Zuletzt waren die Netzanschlussanfragen deutlich gestiegen. Nicht nur Windenergieanlagenbetreiber müssen aktuell immer länger auf die Anschlusszusage warten. Besonders deutlich zeigt sich der Engpass bei Großbatteriespeichern. Aufgrund des bisherigen Verfahrens „First come first served“ hatten die Petenten einen Anreiz, Projekte möglichst zeitnah bei den Netzbetreibern zu melden. Teilweise wurden Projekte bei verschiedenen Netzbetreibern gemeldet. Im Ergebnis türmen sich inzwischen Anträge im Bereich von mehreren hundert Gigawatt insbesondere bei den Übertragungsnetzbetreibern. Diese haben nun reagiert, indem sie zeitnah auf ein „Reifegradverfahren“ umstellen wollen.

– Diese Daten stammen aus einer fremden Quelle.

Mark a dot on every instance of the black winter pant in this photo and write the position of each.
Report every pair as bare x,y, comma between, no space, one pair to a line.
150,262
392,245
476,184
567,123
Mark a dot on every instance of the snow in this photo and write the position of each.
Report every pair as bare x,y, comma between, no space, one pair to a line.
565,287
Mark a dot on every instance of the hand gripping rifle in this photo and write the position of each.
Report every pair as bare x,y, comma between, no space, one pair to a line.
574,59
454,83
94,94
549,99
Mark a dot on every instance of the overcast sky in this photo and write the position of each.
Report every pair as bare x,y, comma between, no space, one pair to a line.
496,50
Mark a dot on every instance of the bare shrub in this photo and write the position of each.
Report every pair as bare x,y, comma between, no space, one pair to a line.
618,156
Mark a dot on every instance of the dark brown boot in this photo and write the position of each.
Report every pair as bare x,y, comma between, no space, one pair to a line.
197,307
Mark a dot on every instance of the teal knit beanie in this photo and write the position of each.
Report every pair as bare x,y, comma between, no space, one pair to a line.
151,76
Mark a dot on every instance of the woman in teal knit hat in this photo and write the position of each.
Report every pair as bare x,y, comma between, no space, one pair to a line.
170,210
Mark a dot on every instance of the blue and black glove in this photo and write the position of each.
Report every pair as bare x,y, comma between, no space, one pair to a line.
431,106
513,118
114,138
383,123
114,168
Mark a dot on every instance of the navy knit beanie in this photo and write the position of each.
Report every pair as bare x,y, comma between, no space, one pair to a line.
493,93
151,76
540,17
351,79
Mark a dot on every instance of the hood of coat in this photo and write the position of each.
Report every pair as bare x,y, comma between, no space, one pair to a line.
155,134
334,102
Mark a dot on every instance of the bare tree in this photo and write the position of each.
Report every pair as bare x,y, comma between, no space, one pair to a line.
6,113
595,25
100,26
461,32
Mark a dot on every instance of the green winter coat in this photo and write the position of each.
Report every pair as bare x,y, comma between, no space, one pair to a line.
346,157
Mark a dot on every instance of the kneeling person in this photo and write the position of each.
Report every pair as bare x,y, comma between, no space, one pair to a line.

Branche wartet auf Vorschläge zu effizienter Netznutzung und Ausbaubeschleunigung
Aus Branchensicht ist es notwendig, den Netzausbau zu priorisieren – und Maßnahmen, die es ermöglichen, die Bestandsnetze besser zu nutzen. Gefordert wird eine umfassende Flexibilitätsstrategie. „Das bedeutet vor allem eine deutliche Flexibilisierung auf Erzeugungs- und Verbraucherseite sowie in den Netzen, zum Beispiel durch Speicher, den Hochlauf der grünen Wasserstoffwirtschaft, konsequentes Cable Pooling und eine Stärkung der Direktbelieferung“, so die BWE-Präsidentin im Januar. Eine entsprechende Flexibilisierung entlaste die Netze und schaffe einen zeitlichen Puffer, bis der Netzausbau an Fahrt gewinnt.